This article provides an overview of mitochondrial and metabolic biology, the genetic mechanisms causing mitochondrial diseases, the clinical features of mitochondrial diseases, lipid myopathies, and glycogen storage diseases, all with a focus on those syndromes and diseases associated with myopathy. Over the past decade, advances in genetic testing have revolutionized patient evaluation. The main goal of this review is to give the clinician the basic understanding to recognize patients at risk of these diseases using the standard history and physical examination.

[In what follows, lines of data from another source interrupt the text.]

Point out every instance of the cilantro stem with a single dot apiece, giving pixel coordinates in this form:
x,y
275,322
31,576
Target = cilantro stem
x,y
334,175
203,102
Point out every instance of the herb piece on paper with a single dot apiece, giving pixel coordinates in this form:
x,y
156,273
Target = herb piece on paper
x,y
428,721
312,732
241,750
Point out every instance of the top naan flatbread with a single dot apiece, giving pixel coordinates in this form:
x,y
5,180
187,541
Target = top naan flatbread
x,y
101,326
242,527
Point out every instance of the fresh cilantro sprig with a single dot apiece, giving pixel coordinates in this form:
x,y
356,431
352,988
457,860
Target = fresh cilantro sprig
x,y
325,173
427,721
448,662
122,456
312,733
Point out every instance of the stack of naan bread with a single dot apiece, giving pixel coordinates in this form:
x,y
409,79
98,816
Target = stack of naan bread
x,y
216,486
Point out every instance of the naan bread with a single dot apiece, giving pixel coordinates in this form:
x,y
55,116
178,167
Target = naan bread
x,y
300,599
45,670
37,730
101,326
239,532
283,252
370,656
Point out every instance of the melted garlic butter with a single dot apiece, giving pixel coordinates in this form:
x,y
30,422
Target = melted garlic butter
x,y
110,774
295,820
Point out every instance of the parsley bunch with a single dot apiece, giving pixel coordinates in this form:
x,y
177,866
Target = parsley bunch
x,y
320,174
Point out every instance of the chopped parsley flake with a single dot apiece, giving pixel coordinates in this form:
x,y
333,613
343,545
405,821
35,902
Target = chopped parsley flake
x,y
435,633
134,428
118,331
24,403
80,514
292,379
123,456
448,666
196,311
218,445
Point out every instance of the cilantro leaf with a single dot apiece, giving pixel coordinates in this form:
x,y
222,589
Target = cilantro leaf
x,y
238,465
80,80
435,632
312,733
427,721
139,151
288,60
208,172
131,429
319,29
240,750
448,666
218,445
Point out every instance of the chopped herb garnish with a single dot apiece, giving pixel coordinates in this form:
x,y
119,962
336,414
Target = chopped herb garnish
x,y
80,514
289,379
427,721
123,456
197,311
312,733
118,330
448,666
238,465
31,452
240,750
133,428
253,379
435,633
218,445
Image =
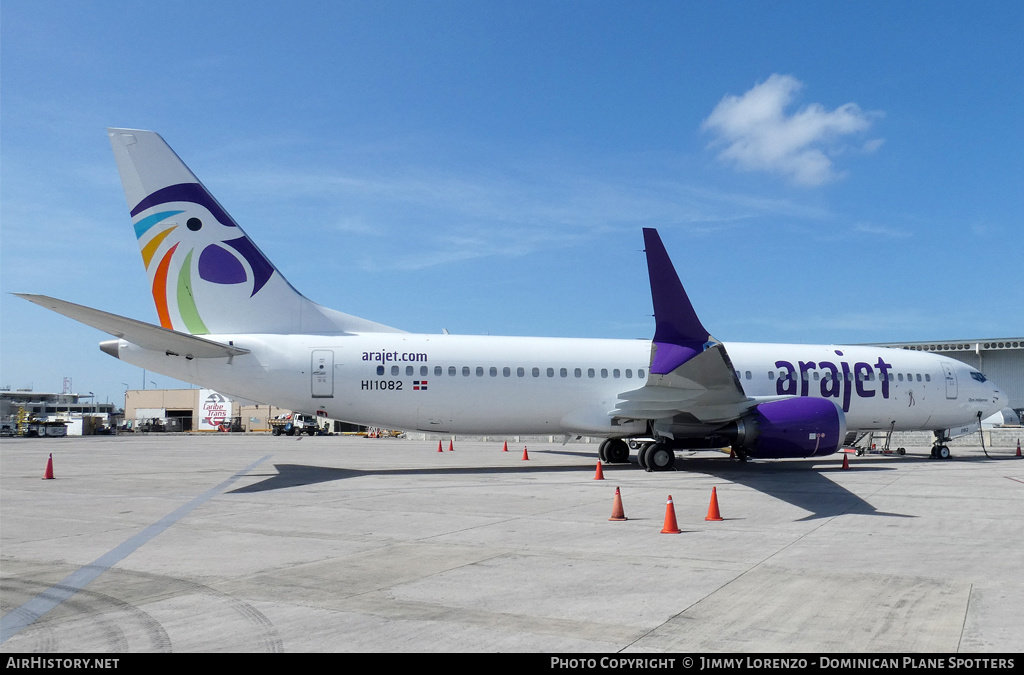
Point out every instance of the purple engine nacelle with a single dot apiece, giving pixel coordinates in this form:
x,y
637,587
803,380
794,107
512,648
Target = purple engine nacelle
x,y
793,428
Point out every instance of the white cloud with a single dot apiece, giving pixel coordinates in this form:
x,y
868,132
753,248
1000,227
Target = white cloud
x,y
759,134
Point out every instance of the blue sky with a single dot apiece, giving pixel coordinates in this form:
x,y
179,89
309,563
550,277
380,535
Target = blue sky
x,y
819,171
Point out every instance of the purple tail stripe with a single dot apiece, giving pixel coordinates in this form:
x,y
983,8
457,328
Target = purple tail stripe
x,y
678,333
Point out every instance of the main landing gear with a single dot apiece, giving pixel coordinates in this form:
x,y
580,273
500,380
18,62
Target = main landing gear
x,y
939,448
651,456
613,451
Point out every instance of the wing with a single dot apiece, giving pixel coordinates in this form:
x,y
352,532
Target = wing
x,y
137,332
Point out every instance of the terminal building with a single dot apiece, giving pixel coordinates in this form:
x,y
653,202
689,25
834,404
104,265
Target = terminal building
x,y
81,417
1000,360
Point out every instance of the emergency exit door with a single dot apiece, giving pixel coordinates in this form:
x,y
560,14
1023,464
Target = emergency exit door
x,y
322,374
950,380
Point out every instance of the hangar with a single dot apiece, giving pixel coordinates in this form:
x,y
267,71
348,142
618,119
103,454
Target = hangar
x,y
1001,360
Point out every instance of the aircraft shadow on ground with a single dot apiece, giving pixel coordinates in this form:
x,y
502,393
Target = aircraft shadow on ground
x,y
804,484
294,475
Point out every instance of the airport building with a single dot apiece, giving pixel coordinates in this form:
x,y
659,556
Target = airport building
x,y
81,417
204,410
1000,360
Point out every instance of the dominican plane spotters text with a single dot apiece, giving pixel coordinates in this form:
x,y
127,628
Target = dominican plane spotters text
x,y
229,321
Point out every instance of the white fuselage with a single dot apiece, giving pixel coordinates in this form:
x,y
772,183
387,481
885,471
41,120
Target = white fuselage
x,y
521,385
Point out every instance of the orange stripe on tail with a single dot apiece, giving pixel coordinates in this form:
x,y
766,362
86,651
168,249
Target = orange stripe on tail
x,y
160,290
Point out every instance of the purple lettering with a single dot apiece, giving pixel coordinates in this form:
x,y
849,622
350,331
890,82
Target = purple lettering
x,y
786,384
805,378
829,381
884,376
847,388
861,381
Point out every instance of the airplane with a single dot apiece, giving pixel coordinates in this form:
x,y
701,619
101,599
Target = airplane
x,y
229,321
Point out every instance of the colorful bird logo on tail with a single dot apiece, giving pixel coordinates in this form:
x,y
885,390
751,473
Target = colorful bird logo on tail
x,y
188,242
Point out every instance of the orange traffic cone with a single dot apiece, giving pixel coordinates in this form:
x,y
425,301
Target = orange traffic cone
x,y
616,508
670,519
713,512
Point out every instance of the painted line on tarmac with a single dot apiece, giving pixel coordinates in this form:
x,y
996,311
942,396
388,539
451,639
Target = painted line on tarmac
x,y
17,620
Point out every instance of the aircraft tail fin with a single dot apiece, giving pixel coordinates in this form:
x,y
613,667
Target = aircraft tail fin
x,y
679,335
205,272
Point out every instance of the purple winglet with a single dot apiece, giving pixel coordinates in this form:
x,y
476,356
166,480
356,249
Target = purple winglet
x,y
679,335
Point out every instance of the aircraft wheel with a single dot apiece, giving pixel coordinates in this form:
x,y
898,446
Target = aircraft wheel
x,y
660,457
617,452
642,456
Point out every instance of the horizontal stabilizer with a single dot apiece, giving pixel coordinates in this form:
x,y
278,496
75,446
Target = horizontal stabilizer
x,y
137,332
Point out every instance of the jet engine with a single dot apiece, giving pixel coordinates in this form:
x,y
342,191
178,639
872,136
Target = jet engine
x,y
791,428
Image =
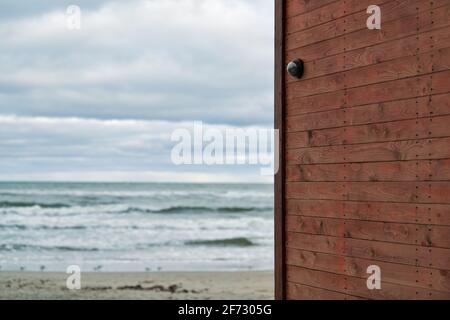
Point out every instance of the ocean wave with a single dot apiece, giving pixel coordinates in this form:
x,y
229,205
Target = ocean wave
x,y
24,247
199,209
40,227
234,242
23,204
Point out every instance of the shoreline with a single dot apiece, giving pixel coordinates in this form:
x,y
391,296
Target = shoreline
x,y
196,285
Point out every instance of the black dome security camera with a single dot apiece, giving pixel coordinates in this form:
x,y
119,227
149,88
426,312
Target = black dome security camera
x,y
295,68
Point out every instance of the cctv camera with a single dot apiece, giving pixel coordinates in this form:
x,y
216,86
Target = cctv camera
x,y
295,68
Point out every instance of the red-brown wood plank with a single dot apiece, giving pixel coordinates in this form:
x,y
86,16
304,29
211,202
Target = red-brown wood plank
x,y
330,12
423,235
371,152
416,192
296,7
392,30
358,286
428,214
392,10
386,51
432,127
437,60
301,292
393,273
420,170
376,93
427,257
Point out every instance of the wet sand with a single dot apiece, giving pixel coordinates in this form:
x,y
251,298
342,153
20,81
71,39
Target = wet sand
x,y
150,285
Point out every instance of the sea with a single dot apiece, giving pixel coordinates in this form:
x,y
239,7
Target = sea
x,y
136,227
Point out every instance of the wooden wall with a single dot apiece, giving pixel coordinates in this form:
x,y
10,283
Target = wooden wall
x,y
365,175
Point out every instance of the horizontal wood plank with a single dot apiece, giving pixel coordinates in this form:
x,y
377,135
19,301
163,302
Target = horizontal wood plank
x,y
358,286
423,235
302,292
372,152
393,273
427,257
415,192
420,170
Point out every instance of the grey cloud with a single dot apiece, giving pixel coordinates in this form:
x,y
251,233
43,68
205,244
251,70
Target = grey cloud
x,y
163,59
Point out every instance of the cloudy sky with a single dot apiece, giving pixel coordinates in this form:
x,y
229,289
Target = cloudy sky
x,y
101,103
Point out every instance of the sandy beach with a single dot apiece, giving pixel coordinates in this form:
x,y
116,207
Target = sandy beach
x,y
150,285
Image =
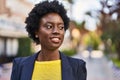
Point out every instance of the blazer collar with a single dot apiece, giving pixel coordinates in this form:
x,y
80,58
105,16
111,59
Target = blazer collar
x,y
27,68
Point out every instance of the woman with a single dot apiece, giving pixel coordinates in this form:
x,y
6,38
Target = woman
x,y
46,25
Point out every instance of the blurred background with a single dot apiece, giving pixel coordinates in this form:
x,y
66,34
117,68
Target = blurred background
x,y
94,35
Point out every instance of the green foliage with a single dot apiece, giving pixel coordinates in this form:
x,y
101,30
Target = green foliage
x,y
69,52
24,47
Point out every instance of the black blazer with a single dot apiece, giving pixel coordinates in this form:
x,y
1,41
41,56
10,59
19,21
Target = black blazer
x,y
72,69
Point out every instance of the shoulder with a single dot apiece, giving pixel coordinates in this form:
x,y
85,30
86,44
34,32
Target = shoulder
x,y
22,60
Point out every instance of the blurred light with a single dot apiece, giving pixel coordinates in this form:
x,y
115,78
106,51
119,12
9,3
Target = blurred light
x,y
96,54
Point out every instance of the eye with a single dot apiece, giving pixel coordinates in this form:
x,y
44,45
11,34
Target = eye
x,y
49,26
61,27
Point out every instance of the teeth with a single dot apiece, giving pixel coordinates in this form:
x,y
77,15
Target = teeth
x,y
55,39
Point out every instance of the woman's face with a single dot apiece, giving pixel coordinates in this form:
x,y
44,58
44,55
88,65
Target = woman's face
x,y
51,31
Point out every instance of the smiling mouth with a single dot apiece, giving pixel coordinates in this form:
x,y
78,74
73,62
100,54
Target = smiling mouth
x,y
55,40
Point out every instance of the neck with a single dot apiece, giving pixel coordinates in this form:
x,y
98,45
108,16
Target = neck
x,y
48,55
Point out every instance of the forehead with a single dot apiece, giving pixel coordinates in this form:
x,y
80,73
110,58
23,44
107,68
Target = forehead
x,y
52,17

Primary mitochondrial disease is the current designation for the illnesses resulting from genetic mutations in genes whose protein products are necessary for mitochondrial structure or function. In most circumstances, more than one organ system is involved in mitochondrial disease, and the value of the classic clinical features as originally described early in the history of mitochondrial diseases has reemerged as being important to identifying patients who may have a primary mitochondrial disease. The use of the genetic laboratory has become the most powerful tool for confirming a diagnosis, and nuances of using genetic results will be discussed in this article. Treatment for mitochondrial disease is symptomatic, with less emphasis on vitamin and supplement therapy than in the past. Clinical trials using pharmacologic agents are in progress, with the field attempting to define proper goals of treatment. Several standard accepted therapies exist for many of the metabolic myopathies.

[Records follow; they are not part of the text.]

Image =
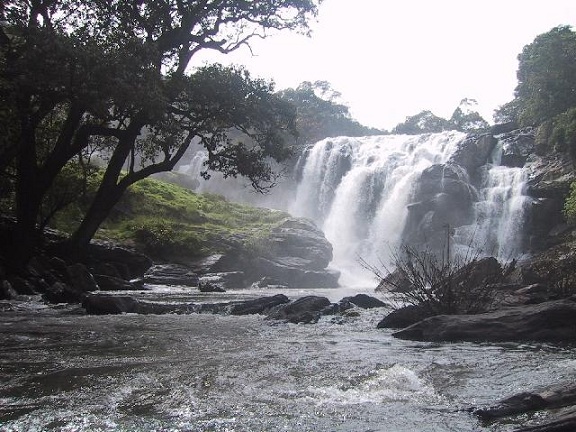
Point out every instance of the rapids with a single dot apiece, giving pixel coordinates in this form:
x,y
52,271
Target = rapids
x,y
65,372
357,190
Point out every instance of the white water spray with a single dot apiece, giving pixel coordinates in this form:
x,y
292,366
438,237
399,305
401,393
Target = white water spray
x,y
357,190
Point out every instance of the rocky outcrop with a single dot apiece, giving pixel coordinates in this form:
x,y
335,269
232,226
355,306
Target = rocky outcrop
x,y
553,321
444,197
259,306
304,310
364,301
171,274
549,179
296,254
404,317
552,398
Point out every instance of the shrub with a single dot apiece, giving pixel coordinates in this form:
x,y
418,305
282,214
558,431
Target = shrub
x,y
441,285
570,205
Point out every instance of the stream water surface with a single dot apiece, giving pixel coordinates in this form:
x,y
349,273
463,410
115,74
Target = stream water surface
x,y
61,371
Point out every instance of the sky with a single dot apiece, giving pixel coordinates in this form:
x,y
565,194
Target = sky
x,y
391,59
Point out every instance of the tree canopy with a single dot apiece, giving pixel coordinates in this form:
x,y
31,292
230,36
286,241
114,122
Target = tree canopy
x,y
463,119
115,78
546,79
320,115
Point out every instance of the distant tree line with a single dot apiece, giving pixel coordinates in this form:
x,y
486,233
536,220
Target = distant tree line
x,y
463,119
113,78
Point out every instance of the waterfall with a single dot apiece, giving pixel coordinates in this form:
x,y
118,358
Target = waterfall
x,y
499,211
358,189
369,194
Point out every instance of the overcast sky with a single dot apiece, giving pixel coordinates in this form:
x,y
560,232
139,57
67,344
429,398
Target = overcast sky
x,y
394,58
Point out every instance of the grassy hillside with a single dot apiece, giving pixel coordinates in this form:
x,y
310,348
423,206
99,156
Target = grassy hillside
x,y
164,220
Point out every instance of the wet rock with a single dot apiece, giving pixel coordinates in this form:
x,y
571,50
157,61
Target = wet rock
x,y
337,308
81,279
222,280
365,301
394,281
268,282
299,237
96,304
208,286
211,264
545,322
259,305
6,291
171,274
295,272
60,292
473,152
304,310
22,286
111,283
517,146
404,317
444,197
129,263
552,398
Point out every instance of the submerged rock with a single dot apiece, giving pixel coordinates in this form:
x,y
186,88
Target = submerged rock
x,y
305,310
364,301
171,274
404,317
558,396
259,305
553,321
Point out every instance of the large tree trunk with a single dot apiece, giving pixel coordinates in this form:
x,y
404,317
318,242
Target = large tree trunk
x,y
28,201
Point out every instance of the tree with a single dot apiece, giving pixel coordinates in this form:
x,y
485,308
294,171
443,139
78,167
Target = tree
x,y
546,76
423,122
320,115
465,119
111,77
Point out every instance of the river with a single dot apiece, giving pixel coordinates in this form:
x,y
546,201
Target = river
x,y
64,371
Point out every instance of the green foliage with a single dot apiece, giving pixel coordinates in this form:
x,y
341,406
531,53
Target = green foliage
x,y
319,115
466,120
463,119
570,205
546,77
563,134
167,220
113,77
423,122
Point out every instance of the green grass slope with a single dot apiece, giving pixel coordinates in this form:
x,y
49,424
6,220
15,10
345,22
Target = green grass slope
x,y
165,220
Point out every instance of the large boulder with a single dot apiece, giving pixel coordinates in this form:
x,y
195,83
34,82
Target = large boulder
x,y
517,146
305,310
443,197
549,399
294,272
474,152
171,274
404,317
553,321
222,281
259,306
299,237
364,301
129,263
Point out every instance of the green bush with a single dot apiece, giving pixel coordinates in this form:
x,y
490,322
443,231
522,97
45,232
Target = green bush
x,y
440,285
570,205
563,136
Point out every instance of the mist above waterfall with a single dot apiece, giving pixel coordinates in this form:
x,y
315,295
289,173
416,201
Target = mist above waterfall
x,y
371,194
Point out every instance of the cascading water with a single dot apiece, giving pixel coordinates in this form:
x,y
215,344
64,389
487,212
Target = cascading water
x,y
360,190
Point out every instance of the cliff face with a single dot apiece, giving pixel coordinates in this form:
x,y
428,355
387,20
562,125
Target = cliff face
x,y
448,195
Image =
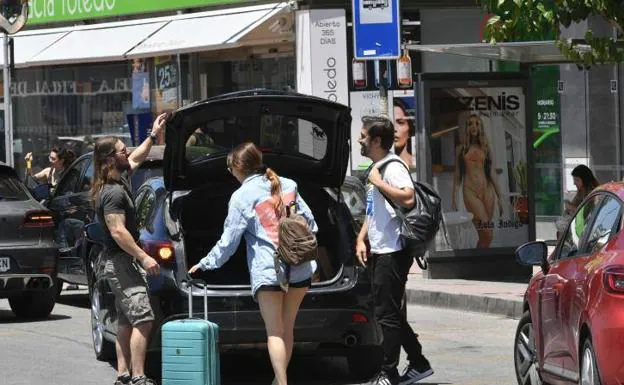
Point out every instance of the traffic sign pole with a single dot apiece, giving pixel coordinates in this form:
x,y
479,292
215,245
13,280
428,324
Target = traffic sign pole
x,y
377,36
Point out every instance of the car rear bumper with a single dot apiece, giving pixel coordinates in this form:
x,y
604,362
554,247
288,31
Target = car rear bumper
x,y
327,329
339,321
30,269
11,284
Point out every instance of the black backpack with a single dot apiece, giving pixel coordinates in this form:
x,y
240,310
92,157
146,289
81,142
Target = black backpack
x,y
420,224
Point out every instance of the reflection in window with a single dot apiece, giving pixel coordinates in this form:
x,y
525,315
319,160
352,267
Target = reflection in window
x,y
10,189
146,206
605,225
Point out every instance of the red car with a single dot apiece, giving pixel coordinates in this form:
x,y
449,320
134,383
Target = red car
x,y
572,330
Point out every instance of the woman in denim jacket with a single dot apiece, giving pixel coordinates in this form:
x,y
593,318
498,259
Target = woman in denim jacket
x,y
253,212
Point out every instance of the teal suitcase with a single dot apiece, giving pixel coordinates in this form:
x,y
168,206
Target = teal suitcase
x,y
190,353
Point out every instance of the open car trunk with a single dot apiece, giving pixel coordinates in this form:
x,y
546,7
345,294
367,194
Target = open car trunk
x,y
203,212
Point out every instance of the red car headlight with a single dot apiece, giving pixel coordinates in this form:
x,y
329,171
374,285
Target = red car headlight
x,y
614,279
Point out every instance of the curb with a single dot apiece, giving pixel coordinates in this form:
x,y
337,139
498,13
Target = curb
x,y
481,304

Mitochondrial, lipid, and glycogen diseases are not uncommon causes of multisystem organ dysfunction, with the neurologic features, especially myopathy, occurring as a predominant feature. Early recognition requires basic knowledge of the varied clinical phenotypes before moving forward with a screening evaluation and possibly a genetic evaluation. Aside from a few specific diseases for which there are recommended interventions, treatment for the majority of these disorders remains symptomatic, with clinical trials currently in progress that will hopefully result in standard treatments.